I am always deeply moved by Caravaggio’s “The Calling of St Matthew.” If there was anything Caravaggio was good at, it was painting and being a sinner. Caravaggio knew what it was like to be a sinner and a murderer. He knew the depths of darkness that the sinner dwells in and understood that the light of Christ dispels the darkness, expressing as much through his unique painting style.
When viewing the painting, I cannot help but recall the words of the prologue of Saint John: “the true light that gives light to everyone was coming into the world.” Here John reappropriates the story of creation.

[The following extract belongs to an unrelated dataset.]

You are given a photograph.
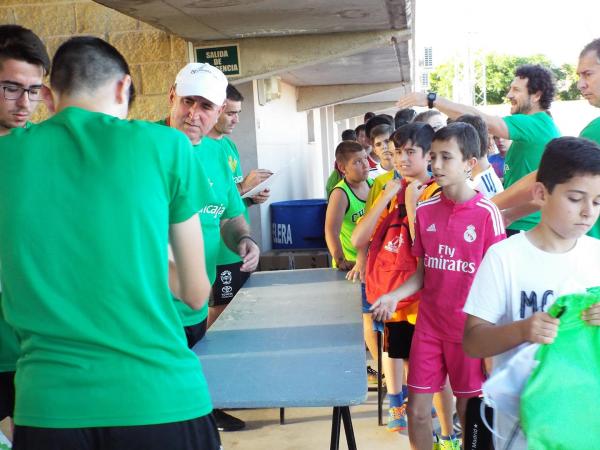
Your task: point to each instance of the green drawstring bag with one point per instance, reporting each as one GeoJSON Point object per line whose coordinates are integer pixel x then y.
{"type": "Point", "coordinates": [559, 405]}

Both the prologue of John and the book of Genesis begin with: “In the beginning.” Genesis tell us that: “And God said, Let there be light: and there was light.” (1:3) while Saint John speaks about the light of Christ coming into the world.
We see a similar contrast between light and darkness in the painting, which represents the spiritual life which God creates. Matthew was a tax collector, a collaborator, similar to how many French citizens collaborated with their Nazi occupiers. Matthew collaborated with the Roman occupation. In a sense, he betrayed his people and profited from their suffering. He was a sinner, and Caravaggio portrays him in the kind of sleazy establishment he himself was accustomed to frequent.
How did Christ come to Matthew? What did he experience? Caravaggio portrays Christ with one foot in the door with a beam of light coming from him towards Matthew. “And God said, Let there be light: and there was light.” (1:3). Indeed, “the true light that gives light to everyone was coming into the world,” into Matthew’s world.
“Here I am! I stand at the door and knock. If anyone hears my voice and opens the door, I will come in and eat with that person, and they with me.” (Revelation 3:20)
Our Savior stands outside our hearts in some place we do not know. How He got there, we do not know. The God who creates out of nothing comes to us on the borders of our experience and comes into our world out of nothing. He stands there and knocks, with only the echoing of the door resounding inside of our experience, calling us to open our hearts, like the dim rays of dawn as embers in the morning sky.
The call to repentance is gentle, a whisper, do you hear it? We can easily not notice it in the noise in our lives, we can pretend it isn’t there, but we hear it when we are silent. When we are alone with ourselves, we hear the knock. When we do evil, there is a subtle little twinge–is it guilt? No, guilt is from me and this is not from me. Something is present in me that comes from something beyond me and leads me beyond myself, I hear knocking, I see light.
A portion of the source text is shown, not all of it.